In 2008, Republican insiders in a number of states worked mightily to ensure that presidential candidate Rep. Ron Paul met with no success. So, this time around, his campaign has trained supporters in the caucus states to act like insiders.
What’s the secret?
“There were no actual delegates rewarded in last Tuesday’s voting,” Greg Gutfeld clarified on Red Eye, his late-night Fox News show. The votes reported on caucus night are not the votes that count, the ones that elect delegates. Instead, the delegates — who go on to pick other delegates to go to the state convention and then the national convention, and ultimately choose the GOP candidate — are picked later, after many caucus attendees have gone home for the night.
Ron Paul’s supporters stick around. And vote themselves in as delegates.

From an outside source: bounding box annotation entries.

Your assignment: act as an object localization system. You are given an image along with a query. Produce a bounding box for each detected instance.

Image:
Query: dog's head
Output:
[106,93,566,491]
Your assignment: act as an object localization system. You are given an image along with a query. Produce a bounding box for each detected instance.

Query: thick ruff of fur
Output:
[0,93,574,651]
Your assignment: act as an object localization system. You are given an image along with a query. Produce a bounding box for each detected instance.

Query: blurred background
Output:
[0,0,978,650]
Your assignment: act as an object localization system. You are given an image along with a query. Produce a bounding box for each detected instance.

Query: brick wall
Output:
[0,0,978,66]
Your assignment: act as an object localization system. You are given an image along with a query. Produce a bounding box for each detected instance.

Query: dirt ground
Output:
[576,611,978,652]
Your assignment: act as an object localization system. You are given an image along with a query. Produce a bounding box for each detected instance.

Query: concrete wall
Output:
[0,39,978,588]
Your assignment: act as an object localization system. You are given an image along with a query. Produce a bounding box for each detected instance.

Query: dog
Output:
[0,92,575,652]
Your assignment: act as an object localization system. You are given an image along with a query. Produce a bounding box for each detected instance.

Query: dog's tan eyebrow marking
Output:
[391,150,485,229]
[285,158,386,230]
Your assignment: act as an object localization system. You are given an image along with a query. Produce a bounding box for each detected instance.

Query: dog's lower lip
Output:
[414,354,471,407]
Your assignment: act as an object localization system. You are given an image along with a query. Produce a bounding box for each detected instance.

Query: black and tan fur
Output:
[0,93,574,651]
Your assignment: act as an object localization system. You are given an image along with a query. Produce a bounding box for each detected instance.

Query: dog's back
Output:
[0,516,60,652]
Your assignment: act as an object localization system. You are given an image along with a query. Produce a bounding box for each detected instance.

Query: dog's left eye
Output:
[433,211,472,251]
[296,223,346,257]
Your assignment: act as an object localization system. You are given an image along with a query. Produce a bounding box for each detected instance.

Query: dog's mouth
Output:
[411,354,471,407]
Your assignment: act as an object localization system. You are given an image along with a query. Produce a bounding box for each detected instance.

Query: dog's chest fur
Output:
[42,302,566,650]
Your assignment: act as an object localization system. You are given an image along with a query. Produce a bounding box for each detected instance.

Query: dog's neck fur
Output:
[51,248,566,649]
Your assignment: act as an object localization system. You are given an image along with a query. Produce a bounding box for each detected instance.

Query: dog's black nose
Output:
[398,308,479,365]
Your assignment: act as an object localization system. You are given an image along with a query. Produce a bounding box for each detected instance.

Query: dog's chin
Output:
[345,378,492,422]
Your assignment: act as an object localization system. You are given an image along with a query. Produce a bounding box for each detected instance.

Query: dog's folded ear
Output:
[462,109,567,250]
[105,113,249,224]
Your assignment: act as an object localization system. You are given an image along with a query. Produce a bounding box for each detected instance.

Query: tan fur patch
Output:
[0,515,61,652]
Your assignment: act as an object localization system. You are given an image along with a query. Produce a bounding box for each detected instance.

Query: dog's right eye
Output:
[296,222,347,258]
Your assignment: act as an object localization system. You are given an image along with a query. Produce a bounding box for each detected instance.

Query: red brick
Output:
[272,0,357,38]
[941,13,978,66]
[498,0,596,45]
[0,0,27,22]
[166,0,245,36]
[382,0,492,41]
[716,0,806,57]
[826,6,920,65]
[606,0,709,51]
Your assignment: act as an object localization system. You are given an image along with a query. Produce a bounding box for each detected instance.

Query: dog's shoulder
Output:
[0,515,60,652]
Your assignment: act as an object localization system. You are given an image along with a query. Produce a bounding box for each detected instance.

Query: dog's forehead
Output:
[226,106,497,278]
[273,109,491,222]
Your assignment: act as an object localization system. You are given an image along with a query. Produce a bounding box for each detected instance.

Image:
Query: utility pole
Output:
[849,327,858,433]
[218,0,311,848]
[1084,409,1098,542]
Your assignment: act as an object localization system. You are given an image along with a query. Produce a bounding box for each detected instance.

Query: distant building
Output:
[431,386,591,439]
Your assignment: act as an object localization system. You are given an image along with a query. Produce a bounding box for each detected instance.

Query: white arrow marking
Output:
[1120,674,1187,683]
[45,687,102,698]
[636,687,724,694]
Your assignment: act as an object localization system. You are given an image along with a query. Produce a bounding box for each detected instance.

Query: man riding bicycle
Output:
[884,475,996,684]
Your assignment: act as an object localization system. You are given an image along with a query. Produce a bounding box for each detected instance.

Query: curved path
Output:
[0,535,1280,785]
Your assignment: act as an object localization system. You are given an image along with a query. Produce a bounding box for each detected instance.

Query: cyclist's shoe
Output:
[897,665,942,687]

“We do have to remember,” Ron Paul has gloated, that “the straw vote is one thing, but then there’s one other thing called delegates, yeah!”
News sources consistently report caucus night straw vote totals, but rarely mention that such caucus polling is relevant only for perceptions of “momentum.” The actual candidate selection mechanism? Something else again.
Indeed, it looks like a majority of Minnesota delegates, as well as surprisingly high percentages in Iowa, Colorado and Nevada, may actually end up supporting Ron Paul for President.
Un-democratic? Paul supporters are unashamed of their strategy, as campaign senior advisor Doug Wead happily explained to Rachel Maddow. As they see it, they are only acting according to the rules that usually serve to favor insiders in the GOP boys’ club.
This is Common Sense. I’m Paul Jacob.